Avalune is standing by for the Wednesday discussion of this week’s military life post. (Leto, too.)
I could tell you my adventures – beginning from this morning, but it’s no use going back to yesterday, because I was a different person then. – Alice in Wonderland
We’re making our way to the back of a nondescript beige/brownish rectangular building that could be picked up wholesale and dropped into any military base in any state without anyone batting an eye. The interior is just as vague as the exterior, with endless airplanes, pictures of smiling airmen in uniform forming a pyramid of chain of command, and flyers for base services. One such service is the reason we’re winding our way towards the light in the back of the building – a Hearts Apart Meeting.
Hearts Apart was formed to keep families connected while the military members are serving abroad. Services include things like video teleconference “morale calls” in a time before everyone carried a multitude of video chat services in their pockets. They also provide a four hour babysitting service called “Give Parents a Break,” a free oil change and safety check for your car, and a monthly support group.

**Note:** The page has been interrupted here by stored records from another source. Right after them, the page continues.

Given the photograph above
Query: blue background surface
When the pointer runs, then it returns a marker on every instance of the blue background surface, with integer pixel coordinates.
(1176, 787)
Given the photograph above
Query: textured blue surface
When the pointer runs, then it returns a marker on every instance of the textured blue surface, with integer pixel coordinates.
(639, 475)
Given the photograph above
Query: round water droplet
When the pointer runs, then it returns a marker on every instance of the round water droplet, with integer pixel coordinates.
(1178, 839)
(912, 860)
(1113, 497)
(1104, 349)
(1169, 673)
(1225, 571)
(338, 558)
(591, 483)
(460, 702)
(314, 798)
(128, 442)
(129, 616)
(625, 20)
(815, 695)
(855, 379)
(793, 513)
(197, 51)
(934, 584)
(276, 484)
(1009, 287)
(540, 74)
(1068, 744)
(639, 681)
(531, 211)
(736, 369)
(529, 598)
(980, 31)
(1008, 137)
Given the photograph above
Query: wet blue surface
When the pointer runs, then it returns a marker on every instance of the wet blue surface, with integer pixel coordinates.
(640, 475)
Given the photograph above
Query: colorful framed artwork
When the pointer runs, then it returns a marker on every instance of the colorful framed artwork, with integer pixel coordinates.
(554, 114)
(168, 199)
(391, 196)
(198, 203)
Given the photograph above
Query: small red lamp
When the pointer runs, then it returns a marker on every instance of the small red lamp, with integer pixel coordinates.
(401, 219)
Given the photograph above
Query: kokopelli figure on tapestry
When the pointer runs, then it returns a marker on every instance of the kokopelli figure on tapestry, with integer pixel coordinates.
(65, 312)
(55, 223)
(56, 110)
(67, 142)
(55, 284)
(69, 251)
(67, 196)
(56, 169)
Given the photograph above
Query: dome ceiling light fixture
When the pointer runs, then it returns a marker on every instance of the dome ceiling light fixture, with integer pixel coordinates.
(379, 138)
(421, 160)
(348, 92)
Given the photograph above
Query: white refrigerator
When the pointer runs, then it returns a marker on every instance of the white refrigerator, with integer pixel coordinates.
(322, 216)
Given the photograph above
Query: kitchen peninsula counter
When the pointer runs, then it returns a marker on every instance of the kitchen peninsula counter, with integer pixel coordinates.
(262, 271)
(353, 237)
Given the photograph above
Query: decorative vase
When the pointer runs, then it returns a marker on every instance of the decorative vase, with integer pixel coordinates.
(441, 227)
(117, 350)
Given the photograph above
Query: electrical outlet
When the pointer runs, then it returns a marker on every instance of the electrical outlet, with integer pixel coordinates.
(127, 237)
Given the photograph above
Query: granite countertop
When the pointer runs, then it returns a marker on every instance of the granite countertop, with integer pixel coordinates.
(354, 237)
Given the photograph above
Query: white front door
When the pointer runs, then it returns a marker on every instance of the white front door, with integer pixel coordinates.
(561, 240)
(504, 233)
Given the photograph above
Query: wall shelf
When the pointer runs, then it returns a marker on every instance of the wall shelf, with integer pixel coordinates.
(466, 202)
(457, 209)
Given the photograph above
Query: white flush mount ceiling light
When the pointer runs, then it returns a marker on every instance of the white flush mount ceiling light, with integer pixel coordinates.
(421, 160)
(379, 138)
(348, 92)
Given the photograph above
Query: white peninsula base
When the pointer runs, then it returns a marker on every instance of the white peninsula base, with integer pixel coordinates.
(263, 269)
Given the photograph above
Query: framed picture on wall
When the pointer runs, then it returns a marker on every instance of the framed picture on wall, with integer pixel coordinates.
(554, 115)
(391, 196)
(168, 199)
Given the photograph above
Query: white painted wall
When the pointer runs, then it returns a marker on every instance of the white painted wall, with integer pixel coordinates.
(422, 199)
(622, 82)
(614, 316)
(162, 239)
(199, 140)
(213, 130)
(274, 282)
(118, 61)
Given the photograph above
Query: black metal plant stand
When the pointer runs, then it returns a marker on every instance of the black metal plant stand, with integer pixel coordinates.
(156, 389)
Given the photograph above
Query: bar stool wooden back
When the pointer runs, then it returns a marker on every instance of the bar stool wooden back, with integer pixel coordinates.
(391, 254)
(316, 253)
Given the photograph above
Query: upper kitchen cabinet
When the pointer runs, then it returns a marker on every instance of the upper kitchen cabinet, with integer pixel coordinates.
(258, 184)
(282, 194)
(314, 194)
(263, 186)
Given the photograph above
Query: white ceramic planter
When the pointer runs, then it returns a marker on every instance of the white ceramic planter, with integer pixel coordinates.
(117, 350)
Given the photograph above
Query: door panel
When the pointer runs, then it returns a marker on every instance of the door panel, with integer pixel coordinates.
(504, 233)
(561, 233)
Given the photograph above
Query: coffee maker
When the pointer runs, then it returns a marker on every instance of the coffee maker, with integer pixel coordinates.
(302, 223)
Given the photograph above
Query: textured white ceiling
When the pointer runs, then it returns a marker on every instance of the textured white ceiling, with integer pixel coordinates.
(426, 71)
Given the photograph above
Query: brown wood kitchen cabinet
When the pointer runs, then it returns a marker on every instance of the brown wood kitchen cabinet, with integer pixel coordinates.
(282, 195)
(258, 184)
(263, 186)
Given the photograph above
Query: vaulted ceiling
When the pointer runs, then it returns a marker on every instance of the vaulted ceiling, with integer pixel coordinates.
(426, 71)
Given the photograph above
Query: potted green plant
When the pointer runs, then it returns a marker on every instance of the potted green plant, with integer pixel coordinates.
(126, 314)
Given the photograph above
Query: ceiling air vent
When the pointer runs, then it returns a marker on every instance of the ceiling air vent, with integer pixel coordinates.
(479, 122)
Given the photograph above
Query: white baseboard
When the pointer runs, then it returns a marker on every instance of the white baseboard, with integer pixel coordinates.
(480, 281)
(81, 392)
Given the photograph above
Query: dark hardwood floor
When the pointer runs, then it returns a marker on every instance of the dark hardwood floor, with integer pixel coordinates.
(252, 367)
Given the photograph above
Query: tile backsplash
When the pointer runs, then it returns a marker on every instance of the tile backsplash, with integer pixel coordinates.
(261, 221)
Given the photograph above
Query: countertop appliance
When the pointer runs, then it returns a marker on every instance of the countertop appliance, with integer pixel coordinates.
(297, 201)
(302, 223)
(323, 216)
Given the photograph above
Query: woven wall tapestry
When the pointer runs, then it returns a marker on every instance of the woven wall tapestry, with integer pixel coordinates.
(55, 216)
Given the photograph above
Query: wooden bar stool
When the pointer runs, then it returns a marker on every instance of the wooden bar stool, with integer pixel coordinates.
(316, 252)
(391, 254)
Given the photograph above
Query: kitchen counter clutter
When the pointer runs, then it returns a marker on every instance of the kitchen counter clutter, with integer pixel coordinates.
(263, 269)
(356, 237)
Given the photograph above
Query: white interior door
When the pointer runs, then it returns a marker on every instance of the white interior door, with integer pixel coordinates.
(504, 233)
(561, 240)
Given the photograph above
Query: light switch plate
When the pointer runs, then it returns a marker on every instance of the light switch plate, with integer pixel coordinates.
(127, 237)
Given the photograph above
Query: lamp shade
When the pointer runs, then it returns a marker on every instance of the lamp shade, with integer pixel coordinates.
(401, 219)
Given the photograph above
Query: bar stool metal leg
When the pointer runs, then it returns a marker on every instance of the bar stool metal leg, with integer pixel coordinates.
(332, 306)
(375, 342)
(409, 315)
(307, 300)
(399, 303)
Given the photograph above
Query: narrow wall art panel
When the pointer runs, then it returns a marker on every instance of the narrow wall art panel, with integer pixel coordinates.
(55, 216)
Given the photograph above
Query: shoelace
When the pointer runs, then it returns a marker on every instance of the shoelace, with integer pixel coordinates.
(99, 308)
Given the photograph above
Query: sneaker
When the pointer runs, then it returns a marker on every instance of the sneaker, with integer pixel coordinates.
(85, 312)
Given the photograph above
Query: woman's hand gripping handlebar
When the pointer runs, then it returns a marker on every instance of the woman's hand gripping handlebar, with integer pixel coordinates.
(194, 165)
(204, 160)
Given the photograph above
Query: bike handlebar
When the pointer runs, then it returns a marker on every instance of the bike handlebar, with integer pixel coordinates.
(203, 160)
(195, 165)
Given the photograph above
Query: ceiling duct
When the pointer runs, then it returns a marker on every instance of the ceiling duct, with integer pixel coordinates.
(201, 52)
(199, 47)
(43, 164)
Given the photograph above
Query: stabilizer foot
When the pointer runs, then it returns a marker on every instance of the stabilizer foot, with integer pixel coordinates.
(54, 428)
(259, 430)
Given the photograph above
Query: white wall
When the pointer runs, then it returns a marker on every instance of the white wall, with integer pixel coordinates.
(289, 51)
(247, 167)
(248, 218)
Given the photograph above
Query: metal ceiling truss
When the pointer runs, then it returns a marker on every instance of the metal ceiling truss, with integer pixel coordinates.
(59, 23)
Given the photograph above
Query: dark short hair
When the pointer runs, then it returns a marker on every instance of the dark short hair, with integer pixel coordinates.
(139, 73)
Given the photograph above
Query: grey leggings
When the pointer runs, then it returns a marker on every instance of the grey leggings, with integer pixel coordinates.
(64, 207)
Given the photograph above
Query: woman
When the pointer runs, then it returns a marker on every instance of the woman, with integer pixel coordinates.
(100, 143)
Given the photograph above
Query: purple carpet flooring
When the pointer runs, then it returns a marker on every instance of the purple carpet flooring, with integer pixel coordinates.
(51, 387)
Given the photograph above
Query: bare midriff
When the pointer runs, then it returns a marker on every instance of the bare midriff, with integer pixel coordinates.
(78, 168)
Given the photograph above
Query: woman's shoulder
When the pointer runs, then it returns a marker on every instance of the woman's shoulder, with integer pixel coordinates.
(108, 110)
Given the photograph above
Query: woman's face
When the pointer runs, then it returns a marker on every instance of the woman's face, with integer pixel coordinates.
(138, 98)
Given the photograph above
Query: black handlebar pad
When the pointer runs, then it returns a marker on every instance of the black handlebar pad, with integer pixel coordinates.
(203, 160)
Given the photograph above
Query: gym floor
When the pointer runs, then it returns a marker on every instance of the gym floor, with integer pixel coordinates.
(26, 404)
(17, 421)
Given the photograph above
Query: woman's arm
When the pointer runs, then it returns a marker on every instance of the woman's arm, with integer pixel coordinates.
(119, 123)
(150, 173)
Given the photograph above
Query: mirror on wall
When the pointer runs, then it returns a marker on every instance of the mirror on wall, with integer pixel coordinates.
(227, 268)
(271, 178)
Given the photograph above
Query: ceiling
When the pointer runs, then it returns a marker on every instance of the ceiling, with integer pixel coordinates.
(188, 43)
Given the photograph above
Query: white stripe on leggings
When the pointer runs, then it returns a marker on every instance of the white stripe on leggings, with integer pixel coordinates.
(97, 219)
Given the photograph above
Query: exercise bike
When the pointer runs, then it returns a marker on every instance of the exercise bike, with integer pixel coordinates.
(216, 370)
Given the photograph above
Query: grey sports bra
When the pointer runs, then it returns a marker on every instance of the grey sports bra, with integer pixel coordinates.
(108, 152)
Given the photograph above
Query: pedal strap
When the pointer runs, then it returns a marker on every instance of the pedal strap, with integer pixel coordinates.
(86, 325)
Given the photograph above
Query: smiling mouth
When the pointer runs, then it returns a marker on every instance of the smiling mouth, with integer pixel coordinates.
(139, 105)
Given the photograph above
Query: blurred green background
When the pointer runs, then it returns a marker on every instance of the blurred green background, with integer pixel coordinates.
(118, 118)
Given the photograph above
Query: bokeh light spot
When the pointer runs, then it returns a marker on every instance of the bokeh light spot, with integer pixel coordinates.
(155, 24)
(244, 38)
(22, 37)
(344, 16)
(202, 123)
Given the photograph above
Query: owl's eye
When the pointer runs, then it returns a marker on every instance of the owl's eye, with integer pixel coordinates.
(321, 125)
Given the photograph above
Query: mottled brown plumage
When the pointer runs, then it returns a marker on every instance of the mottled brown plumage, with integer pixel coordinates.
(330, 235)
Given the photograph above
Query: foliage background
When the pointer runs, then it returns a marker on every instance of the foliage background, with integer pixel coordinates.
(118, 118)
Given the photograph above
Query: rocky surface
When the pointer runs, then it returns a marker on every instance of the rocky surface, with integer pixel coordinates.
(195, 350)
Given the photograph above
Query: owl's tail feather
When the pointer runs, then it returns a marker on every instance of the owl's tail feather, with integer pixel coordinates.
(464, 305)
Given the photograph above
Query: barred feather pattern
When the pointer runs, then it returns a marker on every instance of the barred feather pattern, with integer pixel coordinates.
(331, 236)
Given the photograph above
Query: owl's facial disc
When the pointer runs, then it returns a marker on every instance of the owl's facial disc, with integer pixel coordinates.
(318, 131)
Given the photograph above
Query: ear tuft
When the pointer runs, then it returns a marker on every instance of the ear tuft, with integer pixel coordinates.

Dinner and a chance for the children to play are the primary selling points and the reason I can feel the stink eye being directed at me by “The Boy.” Dinner is cow beef burgers and cheese pizzas, neither being things The Boy can eat due to dietary restrictions – restrictions explained to the group leader prior to the meeting which were met with the polite equivalent of “too bad, so sad.” [As dietary concerns have increased over the years, these groups do a much better job of addressing this now]. He doesn’t care about being able to eat but he very much cares that the children he’s expected to play with are significantly younger and he was perfectly happy playing video games at home before I dragged him here. I tell him sorry dude with my eyes and turn to the women gathering in a frazzled half-circle on the other side of the inedible food.